LSTM vs LSTMCell different results with same hidden states?

shivammehta007 · July 21, 2022, 10:14am

Let’s say I want to use nn.LSTM as an nn.LSTMCell I initialize these two modules

lstm = nn.LSTM(5, 10, batch_first=True)
cell = nn.LSTMCell(5, 10)

I set their hidden and cell states as equal

cell.weight_ih.data = lstm.weight_ih_l0.data
cell.weight_hh.data = lstm.weight_hh_l0.data
cell.bias_ih.data = lstm.bias_ih_l0.data
cell.bias_hh.data = lstm.bias_hh_l0.data

Initialize the hidden states and an input

h, c = torch.zeros(1, 10), torch.zeros(1, 10)
inp = torch.randn(1, 2, 5)

Run this through lstmcell and lstm

# Cell
h1, c1 = cell(inp[:, 0], (h, c))
h2, c2 = cell(inp[:, 1], (h1, c1))

# LSTM
o_l1 , (h_l1, c_l1) = lstm(inp, (h.unsqueeze(1), c.unsqueeze(1)))

# This all makes sense
assert torch.isclose(h_l1, h2).all()
assert torch.isclose(o_l1[:, 0], h1).all()

But now if I use the LSTM and pass the input with hidden states generated by the LSTMCell.

o_l2, (h_l2, c_l2) = lstm(inp[:, 1].unsqueeze(1), (h1.unsqueeze(1), h1.unsqueeze(1)))

print(h_l2)
# tensor([[[ 0.0331, -0.0655, -0.0764,  0.0269, -0.1706, -0.0454,  0.0769,
#           0.0008, -0.0629, -0.1064]]], grad_fn=<StackBackward0>)
print(h2)
# tensor([[ 0.0454, -0.0672, -0.0577,  0.0335, -0.1670, -0.0498,  0.0721,  0.0143,
#         -0.0400, -0.1339]], grad_fn=<MulBackward0>)

h_l2 and h2 appear to be different.
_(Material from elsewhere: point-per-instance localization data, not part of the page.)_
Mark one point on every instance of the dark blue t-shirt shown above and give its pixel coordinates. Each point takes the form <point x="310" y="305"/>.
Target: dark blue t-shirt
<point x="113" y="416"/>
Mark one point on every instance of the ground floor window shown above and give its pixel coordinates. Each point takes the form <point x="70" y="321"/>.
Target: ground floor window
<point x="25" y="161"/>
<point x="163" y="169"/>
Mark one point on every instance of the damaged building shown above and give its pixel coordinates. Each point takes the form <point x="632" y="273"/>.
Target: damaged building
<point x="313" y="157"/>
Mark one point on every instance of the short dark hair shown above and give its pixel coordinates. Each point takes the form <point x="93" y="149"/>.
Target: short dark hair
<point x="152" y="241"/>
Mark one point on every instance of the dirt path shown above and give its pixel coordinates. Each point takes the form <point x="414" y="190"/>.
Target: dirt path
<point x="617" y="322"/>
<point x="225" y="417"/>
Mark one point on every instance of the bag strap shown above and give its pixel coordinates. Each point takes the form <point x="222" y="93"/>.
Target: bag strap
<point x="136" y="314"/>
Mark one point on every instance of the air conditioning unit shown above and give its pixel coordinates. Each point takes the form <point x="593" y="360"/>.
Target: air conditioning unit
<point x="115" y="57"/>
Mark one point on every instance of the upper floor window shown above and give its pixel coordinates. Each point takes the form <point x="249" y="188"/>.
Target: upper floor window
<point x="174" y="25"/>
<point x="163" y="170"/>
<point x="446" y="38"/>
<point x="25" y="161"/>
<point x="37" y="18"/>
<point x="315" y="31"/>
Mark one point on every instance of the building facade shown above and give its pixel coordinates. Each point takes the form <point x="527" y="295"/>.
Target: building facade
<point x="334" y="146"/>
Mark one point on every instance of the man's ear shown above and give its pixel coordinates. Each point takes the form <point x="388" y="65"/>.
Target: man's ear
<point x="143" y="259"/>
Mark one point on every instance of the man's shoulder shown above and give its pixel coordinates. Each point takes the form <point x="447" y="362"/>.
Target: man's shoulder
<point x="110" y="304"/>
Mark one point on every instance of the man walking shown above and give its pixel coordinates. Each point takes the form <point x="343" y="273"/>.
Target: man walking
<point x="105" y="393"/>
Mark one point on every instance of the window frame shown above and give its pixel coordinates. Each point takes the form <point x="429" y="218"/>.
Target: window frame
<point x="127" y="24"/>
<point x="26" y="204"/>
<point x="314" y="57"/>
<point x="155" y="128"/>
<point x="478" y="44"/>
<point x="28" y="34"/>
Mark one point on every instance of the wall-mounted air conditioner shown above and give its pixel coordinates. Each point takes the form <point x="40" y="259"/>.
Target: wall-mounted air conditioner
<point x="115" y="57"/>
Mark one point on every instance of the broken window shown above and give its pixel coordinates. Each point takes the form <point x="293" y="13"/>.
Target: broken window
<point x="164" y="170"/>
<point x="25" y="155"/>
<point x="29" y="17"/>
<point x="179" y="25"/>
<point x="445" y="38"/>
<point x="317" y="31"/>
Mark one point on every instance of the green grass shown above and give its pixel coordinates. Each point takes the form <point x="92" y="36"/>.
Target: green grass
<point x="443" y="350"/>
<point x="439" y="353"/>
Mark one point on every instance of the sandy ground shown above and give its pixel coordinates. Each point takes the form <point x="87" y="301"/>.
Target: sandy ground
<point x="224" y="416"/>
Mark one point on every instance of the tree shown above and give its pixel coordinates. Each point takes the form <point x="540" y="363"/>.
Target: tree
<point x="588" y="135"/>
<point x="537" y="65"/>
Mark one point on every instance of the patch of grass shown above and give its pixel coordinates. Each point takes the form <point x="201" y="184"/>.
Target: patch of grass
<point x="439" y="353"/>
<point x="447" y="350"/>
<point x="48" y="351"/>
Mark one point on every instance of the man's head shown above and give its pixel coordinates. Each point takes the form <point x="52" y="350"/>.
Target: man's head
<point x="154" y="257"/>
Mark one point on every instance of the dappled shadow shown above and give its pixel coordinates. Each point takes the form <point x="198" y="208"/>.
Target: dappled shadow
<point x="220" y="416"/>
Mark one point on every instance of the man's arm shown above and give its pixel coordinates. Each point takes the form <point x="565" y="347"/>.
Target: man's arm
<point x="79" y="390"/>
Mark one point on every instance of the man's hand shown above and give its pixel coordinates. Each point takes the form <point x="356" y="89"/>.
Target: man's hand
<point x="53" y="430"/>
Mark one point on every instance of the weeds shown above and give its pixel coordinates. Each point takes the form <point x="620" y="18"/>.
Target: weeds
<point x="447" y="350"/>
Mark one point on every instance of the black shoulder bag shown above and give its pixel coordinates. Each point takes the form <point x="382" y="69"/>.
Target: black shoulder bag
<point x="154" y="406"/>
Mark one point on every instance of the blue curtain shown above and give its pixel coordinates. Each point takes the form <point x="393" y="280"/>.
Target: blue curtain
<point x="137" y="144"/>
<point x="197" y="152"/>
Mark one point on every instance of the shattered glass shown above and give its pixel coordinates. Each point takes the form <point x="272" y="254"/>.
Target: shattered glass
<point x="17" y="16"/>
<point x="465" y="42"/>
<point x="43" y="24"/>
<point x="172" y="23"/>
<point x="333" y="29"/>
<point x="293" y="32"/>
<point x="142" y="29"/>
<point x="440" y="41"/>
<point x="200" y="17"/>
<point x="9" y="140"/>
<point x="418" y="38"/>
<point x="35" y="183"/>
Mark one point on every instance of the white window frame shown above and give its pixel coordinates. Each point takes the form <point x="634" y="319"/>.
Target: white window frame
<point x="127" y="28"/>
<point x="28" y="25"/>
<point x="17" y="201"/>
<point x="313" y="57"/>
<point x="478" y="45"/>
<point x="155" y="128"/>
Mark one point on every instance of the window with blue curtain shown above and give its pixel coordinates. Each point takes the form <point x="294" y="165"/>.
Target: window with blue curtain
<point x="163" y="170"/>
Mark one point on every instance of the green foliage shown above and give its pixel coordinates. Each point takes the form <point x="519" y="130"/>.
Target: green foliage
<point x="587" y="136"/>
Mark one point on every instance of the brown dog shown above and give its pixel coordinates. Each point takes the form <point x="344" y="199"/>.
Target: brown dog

Is there something wrong that I am doing? I was expecting it generates the same values.

Here is the colab link to this scenario.

Thank you for the help.

InnovArul · July 21, 2022, 11:17am

I think there is a typo. Instead of c1, you seem to pass h1?

shivammehta007 · July 21, 2022, 11:19am

Ah! I am so sorry, for this mistake and thank you for pointing it out!

InnovArul · July 21, 2022, 11:20am

It happens And thanks for giving reproducible code as well.